Late in August, reports that Beijing and American regulators were close to reaching an audit-inspection agreement caused the price of Alibaba to surge sharply.
Alibaba was added by the U.S. Securities and Exchange Commission to a list of Chinese companies at risk of delisting in late July for failing to open their books to American accounting regulators.
On June 17, Alibaba stock increased, but early gains were erased after Reuters reported that Ant Group’s application to establish a financial holding company had been approved by China’s central bank.
Chinese authorities put a halt to the $34.5 billion Ant Group IPO in Shanghai and Hong Kong at the beginning of November 2020. Ant Group is Alibaba’s fintech division. The IPO was suspended after Shanghai exchange officials announced that the listing would be halted because the company was unable to meet the requirements due to changes in the regulatory environment.
Recent Income
The following earnings report from Alibaba is due on February 23 at the opening. A 14% decline in adjusted profit to $2.28 per share is anticipated, along with a 7% decline in revenue to $35.36 billion.
BABA said it is expanding its share buyback program by $15 billion as part of its Nov. 17 earnings report, which showed adjusted profit up 5% year over year to $1.82 a share but revenue down 6% to $29.1 billion. On top of an ongoing $25 billion program, that. The business claimed that as of Nov. 16, it had already repurchased $18 billion worth of stock through its current program.
Early in August, Alibaba announced fiscal first-quarter revenue of $30.7 billion, down almost 4% from the same period last year but slightly higher than the $30 billion consensus. A share-based adjusted profit of $1.75 was higher than the $1.58 consensus.
China commerce for Alibaba decreased by 1% to $21.19 billion. Revenue for the company’s cloud division was $1.59 billion, up 10% from the previous year.
Vendors Attack BABA Stock
Alibaba and other Chinese stocks have been under increased regulatory scrutiny for the past few years. In addition to a strict regulatory environment, a slowing economy has been a problem for Chinese stocks.

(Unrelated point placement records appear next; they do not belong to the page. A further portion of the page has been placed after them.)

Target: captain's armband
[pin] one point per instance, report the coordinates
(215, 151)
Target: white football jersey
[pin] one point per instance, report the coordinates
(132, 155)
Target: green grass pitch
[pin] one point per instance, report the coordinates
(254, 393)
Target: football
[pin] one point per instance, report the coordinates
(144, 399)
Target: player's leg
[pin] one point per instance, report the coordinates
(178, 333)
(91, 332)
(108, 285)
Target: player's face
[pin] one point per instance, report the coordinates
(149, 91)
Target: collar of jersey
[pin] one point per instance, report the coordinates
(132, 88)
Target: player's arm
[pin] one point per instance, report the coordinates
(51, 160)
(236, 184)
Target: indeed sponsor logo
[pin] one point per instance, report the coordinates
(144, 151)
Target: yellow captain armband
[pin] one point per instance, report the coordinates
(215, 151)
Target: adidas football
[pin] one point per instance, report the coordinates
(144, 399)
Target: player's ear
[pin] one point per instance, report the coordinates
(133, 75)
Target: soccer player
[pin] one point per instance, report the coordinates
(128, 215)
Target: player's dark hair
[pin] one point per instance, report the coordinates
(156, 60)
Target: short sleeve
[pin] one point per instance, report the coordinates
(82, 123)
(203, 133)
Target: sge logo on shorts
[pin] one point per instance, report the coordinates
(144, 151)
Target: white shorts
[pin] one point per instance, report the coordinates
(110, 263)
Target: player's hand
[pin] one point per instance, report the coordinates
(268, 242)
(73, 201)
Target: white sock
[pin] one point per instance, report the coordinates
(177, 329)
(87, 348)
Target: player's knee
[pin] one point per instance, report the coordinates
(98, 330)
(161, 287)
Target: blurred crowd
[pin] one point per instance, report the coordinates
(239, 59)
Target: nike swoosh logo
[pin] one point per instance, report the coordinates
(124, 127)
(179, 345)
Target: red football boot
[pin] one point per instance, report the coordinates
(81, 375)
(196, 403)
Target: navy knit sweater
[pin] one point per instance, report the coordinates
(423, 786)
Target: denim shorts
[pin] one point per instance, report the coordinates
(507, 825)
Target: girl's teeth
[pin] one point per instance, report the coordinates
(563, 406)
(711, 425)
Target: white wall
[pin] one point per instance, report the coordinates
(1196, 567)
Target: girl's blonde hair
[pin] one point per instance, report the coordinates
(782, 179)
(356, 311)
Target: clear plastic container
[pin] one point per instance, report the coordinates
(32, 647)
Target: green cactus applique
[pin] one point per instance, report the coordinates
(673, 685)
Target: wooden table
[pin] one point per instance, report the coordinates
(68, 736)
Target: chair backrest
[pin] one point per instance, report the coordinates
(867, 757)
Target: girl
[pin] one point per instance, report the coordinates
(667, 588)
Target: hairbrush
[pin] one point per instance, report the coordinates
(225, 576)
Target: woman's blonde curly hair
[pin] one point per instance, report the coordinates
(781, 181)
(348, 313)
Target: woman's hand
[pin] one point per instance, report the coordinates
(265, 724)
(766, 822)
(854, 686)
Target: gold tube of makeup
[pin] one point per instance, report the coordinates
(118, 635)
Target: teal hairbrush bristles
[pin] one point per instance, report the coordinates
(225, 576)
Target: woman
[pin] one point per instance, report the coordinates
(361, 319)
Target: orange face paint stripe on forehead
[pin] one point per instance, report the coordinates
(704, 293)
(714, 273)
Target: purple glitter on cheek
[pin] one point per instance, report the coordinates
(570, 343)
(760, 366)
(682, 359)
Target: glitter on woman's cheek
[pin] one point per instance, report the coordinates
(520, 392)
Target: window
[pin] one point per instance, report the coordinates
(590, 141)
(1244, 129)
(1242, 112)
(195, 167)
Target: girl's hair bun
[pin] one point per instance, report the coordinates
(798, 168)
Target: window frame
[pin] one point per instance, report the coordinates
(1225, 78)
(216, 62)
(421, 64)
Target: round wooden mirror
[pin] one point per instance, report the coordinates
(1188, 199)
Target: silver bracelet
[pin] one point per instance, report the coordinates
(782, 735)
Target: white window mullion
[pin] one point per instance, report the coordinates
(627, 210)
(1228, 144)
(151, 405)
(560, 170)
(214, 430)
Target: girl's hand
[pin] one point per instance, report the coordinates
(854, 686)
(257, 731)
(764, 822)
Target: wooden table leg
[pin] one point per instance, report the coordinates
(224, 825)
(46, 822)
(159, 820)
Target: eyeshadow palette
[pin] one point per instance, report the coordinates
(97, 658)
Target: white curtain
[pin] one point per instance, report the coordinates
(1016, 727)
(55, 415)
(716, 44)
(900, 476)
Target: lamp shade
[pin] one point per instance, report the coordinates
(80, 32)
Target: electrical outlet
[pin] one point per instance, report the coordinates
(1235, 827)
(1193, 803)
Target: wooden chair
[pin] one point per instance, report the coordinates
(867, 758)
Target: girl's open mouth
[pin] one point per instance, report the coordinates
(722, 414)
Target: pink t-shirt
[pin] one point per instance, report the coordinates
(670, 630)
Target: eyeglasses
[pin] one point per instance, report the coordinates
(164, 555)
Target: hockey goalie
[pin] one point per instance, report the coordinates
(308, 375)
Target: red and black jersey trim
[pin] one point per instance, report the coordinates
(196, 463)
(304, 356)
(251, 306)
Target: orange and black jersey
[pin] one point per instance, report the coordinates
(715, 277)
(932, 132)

Following an antimonopoly investigation, China’s regulators fined Alibaba $2.8 billion in April 2020. At the time, it appeared as though BABA stock was about to reverse its downward trend. But the stock got turned away at its 50-day moving average. Late in April, it attempted to rise above the 50-day line once more, but sellers drove the stock lower.

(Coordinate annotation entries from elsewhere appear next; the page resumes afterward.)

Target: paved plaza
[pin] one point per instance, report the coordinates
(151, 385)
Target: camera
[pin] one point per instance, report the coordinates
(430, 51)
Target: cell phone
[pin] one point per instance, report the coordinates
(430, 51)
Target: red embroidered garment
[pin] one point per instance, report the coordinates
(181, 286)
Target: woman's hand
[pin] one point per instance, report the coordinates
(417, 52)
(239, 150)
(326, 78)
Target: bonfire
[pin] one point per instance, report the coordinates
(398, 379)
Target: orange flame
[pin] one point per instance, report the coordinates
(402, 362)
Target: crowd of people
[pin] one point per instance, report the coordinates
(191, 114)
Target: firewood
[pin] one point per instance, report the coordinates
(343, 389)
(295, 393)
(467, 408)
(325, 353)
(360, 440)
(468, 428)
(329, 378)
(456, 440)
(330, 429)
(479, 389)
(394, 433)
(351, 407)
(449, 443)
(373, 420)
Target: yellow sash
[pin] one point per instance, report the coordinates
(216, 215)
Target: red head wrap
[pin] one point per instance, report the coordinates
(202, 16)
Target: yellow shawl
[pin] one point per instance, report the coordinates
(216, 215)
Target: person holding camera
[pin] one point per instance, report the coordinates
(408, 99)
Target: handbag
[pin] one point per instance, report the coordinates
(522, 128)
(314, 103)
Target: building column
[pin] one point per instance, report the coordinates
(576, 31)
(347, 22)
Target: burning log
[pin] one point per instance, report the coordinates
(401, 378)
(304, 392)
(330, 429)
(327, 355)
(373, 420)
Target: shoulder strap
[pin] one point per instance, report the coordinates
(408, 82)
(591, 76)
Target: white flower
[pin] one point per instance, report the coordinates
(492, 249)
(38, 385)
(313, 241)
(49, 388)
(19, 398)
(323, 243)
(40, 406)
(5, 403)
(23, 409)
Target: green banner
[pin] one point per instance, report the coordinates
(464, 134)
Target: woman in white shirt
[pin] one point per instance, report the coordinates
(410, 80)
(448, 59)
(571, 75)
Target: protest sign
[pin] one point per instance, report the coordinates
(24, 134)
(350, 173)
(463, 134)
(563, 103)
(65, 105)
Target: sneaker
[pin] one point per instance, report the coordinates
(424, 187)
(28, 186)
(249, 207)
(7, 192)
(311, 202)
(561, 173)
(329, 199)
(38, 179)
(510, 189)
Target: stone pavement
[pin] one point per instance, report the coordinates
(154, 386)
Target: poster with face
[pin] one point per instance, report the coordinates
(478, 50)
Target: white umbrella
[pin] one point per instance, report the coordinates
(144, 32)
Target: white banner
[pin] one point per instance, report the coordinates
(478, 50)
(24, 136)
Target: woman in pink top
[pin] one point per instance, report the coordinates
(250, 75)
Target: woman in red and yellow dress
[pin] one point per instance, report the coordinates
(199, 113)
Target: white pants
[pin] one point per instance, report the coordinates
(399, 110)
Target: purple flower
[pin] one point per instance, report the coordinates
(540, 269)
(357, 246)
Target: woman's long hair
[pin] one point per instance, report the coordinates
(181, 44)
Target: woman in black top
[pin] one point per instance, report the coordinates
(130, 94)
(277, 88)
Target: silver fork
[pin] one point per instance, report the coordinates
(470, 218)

After Chinese regulators unveiled new draft antimonopoly rules for China’s online marketplaces, including JD.com and Alibaba, among others, BABA stock fell another 8% on Nov. 10.
Fundamental Analysis of the Alibaba Stock
Alibaba has a more successful track record of growth than most businesses. Although earnings have decreased for four consecutive quarters and revenue growth has slowed, the company has experienced annualized earnings growth of 15% over the past five years.

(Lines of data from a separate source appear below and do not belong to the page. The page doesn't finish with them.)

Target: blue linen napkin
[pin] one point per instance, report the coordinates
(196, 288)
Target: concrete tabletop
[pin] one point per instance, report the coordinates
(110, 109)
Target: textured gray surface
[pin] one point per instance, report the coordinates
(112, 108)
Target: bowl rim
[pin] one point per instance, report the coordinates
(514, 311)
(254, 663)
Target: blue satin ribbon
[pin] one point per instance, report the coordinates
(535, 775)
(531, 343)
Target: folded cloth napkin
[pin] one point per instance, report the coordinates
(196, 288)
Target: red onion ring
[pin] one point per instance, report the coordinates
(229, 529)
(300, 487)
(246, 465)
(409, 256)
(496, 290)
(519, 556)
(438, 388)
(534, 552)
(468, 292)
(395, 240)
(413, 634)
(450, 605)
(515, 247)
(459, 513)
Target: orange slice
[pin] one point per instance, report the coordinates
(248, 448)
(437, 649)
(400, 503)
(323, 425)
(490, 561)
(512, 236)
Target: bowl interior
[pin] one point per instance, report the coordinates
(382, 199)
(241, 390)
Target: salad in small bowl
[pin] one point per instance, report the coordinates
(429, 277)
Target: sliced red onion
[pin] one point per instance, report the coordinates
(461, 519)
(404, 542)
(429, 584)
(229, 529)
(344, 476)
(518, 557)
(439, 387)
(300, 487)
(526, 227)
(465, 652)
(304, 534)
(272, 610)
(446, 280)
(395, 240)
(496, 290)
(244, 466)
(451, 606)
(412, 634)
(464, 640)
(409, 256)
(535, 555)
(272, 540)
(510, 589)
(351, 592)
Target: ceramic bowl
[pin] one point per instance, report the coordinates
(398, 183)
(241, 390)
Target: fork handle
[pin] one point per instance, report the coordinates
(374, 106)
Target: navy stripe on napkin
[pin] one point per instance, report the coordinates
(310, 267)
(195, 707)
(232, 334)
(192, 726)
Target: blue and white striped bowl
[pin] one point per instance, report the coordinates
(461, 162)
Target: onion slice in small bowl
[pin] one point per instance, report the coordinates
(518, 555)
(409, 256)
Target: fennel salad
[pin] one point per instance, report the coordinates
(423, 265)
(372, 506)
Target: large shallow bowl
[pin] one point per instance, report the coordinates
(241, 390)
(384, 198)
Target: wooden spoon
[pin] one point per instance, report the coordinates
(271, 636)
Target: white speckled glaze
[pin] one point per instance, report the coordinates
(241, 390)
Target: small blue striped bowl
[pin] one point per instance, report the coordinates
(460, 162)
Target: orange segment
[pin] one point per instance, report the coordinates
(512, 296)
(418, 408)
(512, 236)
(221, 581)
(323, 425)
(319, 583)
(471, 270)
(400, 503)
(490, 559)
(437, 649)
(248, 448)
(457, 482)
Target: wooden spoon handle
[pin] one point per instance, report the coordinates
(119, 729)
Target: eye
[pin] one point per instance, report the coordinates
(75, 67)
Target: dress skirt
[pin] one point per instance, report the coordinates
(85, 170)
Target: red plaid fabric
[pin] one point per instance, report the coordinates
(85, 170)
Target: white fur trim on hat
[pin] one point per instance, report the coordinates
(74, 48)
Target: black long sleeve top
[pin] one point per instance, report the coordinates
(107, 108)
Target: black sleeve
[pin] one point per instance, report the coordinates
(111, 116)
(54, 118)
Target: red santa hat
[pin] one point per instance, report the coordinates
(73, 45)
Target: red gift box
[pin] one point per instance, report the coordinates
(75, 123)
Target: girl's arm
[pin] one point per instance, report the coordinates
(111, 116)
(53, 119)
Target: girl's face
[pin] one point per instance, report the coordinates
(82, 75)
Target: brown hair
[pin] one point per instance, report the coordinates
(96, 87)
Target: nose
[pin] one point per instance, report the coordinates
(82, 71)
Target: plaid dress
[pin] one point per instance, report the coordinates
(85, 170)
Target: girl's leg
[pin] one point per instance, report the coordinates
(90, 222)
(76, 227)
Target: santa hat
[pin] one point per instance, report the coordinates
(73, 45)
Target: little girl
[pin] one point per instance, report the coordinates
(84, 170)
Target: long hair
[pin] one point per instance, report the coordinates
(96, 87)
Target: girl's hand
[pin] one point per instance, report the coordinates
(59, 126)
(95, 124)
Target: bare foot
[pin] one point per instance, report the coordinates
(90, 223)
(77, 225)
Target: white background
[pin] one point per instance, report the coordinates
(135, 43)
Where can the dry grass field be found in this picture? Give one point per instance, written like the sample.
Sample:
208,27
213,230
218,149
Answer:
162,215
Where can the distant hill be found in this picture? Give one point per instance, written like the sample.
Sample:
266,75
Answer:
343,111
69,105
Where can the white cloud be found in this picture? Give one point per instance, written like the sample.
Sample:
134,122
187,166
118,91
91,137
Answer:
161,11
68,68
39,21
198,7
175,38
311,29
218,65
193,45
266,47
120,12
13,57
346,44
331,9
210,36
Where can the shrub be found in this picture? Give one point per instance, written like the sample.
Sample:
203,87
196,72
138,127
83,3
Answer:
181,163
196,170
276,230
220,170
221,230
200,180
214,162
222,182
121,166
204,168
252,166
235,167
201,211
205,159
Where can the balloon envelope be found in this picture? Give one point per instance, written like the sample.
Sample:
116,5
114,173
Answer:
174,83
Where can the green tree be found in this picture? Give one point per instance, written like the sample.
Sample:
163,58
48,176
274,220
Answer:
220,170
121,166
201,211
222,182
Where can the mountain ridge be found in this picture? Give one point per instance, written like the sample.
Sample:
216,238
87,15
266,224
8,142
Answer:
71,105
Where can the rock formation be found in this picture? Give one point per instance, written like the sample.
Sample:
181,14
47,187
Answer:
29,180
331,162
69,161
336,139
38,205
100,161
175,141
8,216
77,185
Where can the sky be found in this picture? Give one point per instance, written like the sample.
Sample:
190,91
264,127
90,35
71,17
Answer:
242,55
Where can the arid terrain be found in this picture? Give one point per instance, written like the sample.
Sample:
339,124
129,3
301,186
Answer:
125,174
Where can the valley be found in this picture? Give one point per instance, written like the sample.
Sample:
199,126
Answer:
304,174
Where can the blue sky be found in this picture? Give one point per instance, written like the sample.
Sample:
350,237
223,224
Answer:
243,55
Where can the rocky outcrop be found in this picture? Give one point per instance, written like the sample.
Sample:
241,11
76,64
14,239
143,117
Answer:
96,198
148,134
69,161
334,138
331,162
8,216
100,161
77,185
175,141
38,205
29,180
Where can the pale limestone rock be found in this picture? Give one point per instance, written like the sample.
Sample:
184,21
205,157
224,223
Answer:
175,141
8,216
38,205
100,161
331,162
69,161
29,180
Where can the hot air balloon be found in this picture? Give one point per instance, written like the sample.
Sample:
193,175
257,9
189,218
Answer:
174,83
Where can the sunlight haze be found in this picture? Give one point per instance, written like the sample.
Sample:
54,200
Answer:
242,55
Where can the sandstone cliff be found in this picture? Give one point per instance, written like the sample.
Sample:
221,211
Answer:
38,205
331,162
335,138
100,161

Is BABA Stock A Buy Right Now?
Alibaba’s overhead supply problems remain a concern as the stock is still below its high of 125.84 in July. In late January, the price of Alibaba stock increased to 121.30 before declining.
On November 15, the BABA stock made a significant move above the 50-day line, ending its downtrend and sending a buy signal. However, the stock started to appear overbought after rising 19% during the week ending December 2.
During the week ending January 6, Alibaba stock again experienced a breakout on the same day that the Nasdaq composite and S&P 500 marked follow-through days.
If Alibaba stock can rise above its 10-week moving average, which is currently just above 103, it won’t be far from an alternative entry (see weekly chart).